U.S. Court of Appeals for the Fifth Circuit, 2017

Daniel Watts v. Robert Tanner, Warden

Daniel Watts v. Robert Tanner, Warden
U.S. Court of Appeals for the Fifth Circuit · Decided August 23, 2017 · Stewart, Dennis, Haynes
697 F. App'x 267

Daniel Watts v. Robert Tanner, Warden

Opinion

PER CURIAM: *

Following a jury trial, Daniel Watts, Louisiana prisoner # 437719, was convicted of attempted second-degree murder and sentenced to 50 years in prison. After his 28 U.S.C. § 2254 petition was dismissed as untimely, he filed a 28 U.S.C. § 2241 petition challenging his conviction. The district court construed this motion as an unauthorized successive § 2254 petition and transferred the matter to this court. The district court’s transfer order is an appealable collateral order over which this court has jurisdiction. See In re Bradford, 660 F.3d 226, 228-29 (5th Cir. 2011); see also United States v. Fulton, 780 F.3d 683, 688 (5th Cir. 2015).

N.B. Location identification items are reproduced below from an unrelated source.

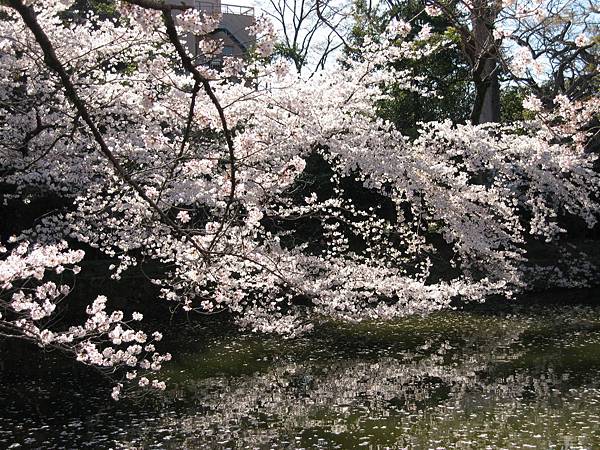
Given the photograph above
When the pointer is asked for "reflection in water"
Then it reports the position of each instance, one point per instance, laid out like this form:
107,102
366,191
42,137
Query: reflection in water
530,379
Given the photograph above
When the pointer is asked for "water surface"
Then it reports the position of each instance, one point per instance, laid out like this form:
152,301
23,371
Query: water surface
525,378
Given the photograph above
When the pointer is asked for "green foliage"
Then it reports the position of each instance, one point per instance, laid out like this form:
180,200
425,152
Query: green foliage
443,73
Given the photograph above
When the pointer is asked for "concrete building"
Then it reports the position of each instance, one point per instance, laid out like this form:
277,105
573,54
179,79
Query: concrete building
232,29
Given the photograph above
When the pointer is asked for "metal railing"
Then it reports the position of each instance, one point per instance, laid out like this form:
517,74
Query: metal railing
225,8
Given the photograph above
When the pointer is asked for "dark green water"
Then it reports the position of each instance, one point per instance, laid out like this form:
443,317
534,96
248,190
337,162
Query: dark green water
528,378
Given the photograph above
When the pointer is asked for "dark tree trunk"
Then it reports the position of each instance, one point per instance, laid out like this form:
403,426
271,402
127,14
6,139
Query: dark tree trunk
483,56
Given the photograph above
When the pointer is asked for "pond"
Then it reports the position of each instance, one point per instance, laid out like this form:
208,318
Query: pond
528,377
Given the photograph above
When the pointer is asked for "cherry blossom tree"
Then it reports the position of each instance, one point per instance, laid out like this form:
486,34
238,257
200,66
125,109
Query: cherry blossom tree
164,160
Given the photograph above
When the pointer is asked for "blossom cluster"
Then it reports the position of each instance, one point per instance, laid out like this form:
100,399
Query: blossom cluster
218,185
105,340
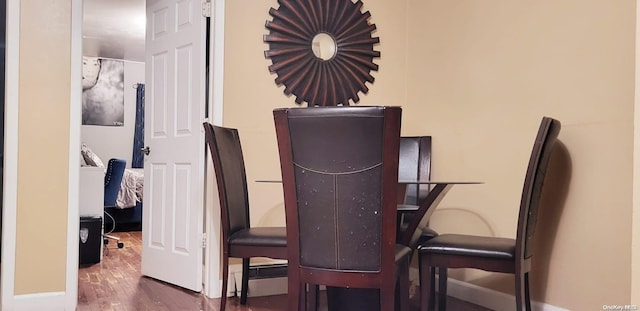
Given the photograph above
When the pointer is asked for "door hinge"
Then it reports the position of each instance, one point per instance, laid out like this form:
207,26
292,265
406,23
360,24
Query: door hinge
206,8
203,239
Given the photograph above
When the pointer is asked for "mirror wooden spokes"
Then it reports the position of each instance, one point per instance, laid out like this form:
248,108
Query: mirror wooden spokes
322,50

Watts argues that the district court erred by construing his § 2241 petition as a successive § 2254 application. According to Watts, he was convicted of an illegal, nonresponsive verdict, and,' as such, he asserts that he is not challenging his conviction under § 2254 because there is no valid conviction to challenge.

As the record shows, Watts’s petition challenges the validity of the same Louisiana conviction for attempted second-degree murder that was the subject of his first § 2254 petition, and this challenge could have been raised in that petition. See Leal Garcia v. Quarterman, 573 F.3d 214, 222 (5th Cir. 2009); In re Cain, 137 F.3d 234, 235 (5th Cir. 1998). Therefore, the district court properly construed the petition as a successive § 2254 petition, over which it lacked jurisdiction, and transferred it to this court. See Felker v. Turpin, 518 U.S. 651, 662, 116 S.Ct. 2333, 135 L.Ed.2d 827 (1996); United States v. Key, 205 F.3d 773, 774 (5th Cir. 2000). Accordingly, we AFFIRM the district court’s transfer order.

*

Pursuant to 5th Cir. R. 47.5, the court has determined that this opinion should not be published and is not precedent except under the limited circumstances set forth in 5th Cir. R. 47.5.4.